Sampai suatu ketika...

Pernah,
aku ditelepon bukan hanya 1 kali,
tapi 6 kali,
7 kali bila dihitung usaha pertamanya di malam hari akhir bulan April saat mataku basah kuyup karena percintaan remaja SMA.

7 kali ia menelepon.
Atau berapapun itu yang aku tak ingat pasti jumlahnya.
Yang pasti, ia seringkali mencoba meneleponku.

Tak pernah kujawab.

Persoalan yang sama, alibi yang sama.
Aku benci telepon.

Ia tidak pernah marah.
Sebaliknya, ia justru meminta maaf.
Karena merasa menggangguku yang mungkin sedang istirahat.
Padahal, aku takut, itu saja.
Aku takut menerima kabar buruk.
Khususnya kabar dari ia dan tubuhnya.

Aku memang pecundang.
Aku mengutuk diriku dan ketakutan bodohku.
Aku tidak pernah merasa seberdosa saat aku melewatkan 3 panggilannya pagi itu awal bulan Januari.

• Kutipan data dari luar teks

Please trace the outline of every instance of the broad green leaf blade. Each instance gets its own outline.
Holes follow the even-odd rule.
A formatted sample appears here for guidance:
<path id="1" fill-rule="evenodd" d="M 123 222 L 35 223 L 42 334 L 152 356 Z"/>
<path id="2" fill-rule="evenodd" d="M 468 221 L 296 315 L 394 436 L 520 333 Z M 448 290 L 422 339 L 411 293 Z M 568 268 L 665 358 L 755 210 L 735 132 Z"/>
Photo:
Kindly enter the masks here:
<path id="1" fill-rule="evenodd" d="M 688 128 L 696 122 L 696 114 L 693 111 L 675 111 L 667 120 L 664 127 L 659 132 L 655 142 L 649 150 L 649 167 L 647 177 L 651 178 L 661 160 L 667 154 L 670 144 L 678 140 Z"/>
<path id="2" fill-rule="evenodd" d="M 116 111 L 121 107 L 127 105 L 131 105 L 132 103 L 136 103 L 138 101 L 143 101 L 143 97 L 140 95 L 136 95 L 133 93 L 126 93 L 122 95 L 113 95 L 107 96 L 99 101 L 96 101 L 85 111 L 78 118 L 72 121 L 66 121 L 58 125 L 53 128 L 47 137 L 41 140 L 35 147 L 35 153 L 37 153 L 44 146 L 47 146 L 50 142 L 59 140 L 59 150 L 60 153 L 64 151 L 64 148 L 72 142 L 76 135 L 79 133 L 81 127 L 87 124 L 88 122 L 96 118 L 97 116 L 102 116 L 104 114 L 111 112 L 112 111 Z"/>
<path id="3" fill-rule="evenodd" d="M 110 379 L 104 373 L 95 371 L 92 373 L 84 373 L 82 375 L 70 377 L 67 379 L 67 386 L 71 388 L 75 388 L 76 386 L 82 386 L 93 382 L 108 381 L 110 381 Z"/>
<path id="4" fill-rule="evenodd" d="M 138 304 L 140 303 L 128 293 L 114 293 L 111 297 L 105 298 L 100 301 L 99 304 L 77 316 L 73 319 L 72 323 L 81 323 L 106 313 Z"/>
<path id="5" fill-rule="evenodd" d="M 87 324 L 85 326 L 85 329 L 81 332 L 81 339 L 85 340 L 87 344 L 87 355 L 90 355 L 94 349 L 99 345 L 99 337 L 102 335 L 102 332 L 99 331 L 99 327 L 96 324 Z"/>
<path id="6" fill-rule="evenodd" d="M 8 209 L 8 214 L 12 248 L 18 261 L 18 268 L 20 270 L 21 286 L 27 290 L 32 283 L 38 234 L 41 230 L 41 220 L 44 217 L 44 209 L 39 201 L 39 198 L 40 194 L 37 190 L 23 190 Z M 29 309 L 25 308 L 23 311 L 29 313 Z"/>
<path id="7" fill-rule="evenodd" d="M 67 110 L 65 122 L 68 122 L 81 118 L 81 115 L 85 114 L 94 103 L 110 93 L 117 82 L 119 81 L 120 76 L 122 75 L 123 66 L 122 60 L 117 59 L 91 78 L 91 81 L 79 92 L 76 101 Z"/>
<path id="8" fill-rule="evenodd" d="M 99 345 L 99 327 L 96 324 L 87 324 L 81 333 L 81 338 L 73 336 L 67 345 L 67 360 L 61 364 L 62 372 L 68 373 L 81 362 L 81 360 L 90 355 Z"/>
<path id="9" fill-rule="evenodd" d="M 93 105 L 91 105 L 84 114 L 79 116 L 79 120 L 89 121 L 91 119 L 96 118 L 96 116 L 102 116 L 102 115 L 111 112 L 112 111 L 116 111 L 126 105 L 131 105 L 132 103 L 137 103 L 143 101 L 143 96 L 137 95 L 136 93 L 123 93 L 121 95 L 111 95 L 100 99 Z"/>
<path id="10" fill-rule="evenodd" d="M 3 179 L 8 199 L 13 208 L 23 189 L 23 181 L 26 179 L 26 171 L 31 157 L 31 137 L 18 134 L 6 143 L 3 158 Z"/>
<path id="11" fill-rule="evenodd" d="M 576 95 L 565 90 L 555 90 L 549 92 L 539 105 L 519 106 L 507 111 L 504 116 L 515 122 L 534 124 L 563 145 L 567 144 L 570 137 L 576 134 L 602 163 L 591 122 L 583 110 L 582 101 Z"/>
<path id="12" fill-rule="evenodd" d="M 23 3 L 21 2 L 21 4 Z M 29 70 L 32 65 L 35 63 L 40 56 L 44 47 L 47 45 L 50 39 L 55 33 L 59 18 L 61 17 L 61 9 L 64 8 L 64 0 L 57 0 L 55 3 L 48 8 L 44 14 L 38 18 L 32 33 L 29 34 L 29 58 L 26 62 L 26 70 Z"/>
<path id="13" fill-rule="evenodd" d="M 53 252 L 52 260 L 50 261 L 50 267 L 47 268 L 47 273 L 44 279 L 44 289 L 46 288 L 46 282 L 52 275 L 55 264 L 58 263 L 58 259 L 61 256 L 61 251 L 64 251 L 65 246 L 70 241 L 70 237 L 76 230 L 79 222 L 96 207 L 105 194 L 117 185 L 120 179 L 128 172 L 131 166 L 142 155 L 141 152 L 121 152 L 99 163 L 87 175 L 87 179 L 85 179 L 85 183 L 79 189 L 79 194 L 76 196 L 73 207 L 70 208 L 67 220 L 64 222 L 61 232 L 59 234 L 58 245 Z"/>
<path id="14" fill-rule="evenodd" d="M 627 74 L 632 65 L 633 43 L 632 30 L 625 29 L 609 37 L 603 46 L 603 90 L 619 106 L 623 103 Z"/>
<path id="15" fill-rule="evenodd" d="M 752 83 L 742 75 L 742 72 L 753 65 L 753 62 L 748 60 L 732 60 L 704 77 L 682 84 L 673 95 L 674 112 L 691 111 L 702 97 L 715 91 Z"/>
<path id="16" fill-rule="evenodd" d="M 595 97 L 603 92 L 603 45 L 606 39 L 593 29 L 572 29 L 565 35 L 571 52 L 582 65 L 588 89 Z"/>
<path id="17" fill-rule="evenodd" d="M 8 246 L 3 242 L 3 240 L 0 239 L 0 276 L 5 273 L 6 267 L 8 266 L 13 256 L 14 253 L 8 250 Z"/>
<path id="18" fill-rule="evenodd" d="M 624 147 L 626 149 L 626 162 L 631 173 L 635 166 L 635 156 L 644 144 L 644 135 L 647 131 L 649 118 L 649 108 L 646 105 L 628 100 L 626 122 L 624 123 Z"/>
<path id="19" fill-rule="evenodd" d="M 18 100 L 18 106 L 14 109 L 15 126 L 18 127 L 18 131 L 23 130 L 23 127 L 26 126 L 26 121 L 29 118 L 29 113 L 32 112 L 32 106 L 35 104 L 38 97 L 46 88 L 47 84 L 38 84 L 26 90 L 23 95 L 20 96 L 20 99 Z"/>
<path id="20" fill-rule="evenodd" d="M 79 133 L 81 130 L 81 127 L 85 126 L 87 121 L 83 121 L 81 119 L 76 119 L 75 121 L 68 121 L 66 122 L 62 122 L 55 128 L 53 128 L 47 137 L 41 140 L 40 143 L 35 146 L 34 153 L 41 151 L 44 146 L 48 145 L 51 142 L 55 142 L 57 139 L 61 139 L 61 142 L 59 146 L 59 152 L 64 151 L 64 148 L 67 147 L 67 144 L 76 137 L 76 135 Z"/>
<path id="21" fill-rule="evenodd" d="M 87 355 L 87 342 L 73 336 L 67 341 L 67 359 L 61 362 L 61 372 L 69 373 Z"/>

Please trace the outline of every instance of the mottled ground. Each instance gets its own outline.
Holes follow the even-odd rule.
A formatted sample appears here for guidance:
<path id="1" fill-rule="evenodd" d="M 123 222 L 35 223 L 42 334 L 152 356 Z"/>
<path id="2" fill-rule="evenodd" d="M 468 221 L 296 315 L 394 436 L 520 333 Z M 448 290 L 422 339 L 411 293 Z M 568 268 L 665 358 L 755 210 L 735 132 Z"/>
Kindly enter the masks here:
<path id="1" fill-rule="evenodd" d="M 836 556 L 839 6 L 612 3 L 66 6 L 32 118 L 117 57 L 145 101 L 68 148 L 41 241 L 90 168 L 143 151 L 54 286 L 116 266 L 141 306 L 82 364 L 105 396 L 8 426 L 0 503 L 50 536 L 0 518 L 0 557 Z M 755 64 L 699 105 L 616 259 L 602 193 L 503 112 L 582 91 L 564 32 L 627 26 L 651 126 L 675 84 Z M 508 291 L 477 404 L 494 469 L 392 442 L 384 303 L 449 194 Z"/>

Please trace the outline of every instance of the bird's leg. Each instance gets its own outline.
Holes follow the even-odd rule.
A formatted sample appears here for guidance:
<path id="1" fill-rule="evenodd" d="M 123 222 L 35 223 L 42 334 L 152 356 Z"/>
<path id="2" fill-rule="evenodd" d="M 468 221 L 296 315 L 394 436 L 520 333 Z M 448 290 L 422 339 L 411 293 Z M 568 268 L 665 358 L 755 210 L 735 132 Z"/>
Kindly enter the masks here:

Ia menyuruhku bangun (karena ia tahu aku pasti masih tidur).
Ia menyuruhku mengangkat teleponnya.
Dalam pesannya, ia terlihat sangat putus asa.

Aku tidak tahu seberapa putusasanya dia hingga...

Kuketahui ia sedang dalam keadaan kritis pagi itu.
Demam tinggi tak berkesudahan.
Jumlah sel-yang-aku-tak-hapal-namanya menurun drastis.

Ia meneleponku.
dengan tujuan meminta bantuanku dan temannya yang lain untuk menyisihkan sedikit darah kami,
untuknya yang sedang terbaring lemah.

Tapi aku belum bangun saat itu.
Dan kalaupun sudah, aku pasti terlalu takut menerima telepon dadakan di pagi hari.
Aku bukan cemas.
Aku hanya terlalu pecundang.
Aku terlalu pecundang seperti biasanya.

Aku tidak pernah mengangkat panggilan telepon darinya.
Seluruh panggilan telepon yang mungkin berjumlah 7, 10, atau 15, aku tak hapal pasti jumlahnya.

Tapi hari itu berbeda.
Ada yang beda.
Ada 1 panggilan telepon darinya yang kujawab.
Satu-satunya, pertama kalinya.
Panggilan telepon darinya di pagi hari pertengahan bulan Januari.
Aku memberanikan diri.
Aku meyakinkan diriku sendiri bahwa telepon tidak selamanya membawa pertanda buruk.
Bahwa mungkin telepon itu hanya berisi suaranya tertawa dan bercanda dengan segala sel keisengan dalam tubuhnya.

Tapi aku salah pagi itu.

Satu-satunya hari dimana aku mencoba berhenti membenci telepon,
malah membuatku semakin membencinya,

Aku benci telepon.
Tapi telepon tak pernah membenciku.

Di pagi itu, bukan suaranya yang kudengar.
Melainkan suara ayahnya.
Yang mengabarkan bahwa dia, sahabatku yang tak pernah kuangkat teleponnya,
telah dijemput mautnya.

Ya,
aku benci telepon.
Tapi telepon tak pernah membenciku.
Ia datang berkali-kali,
tapi aku hanya menyambutnya sekali.
Sekali dan satu-satunya,
di tanggal 15 Januari pukul 06.23 pagi.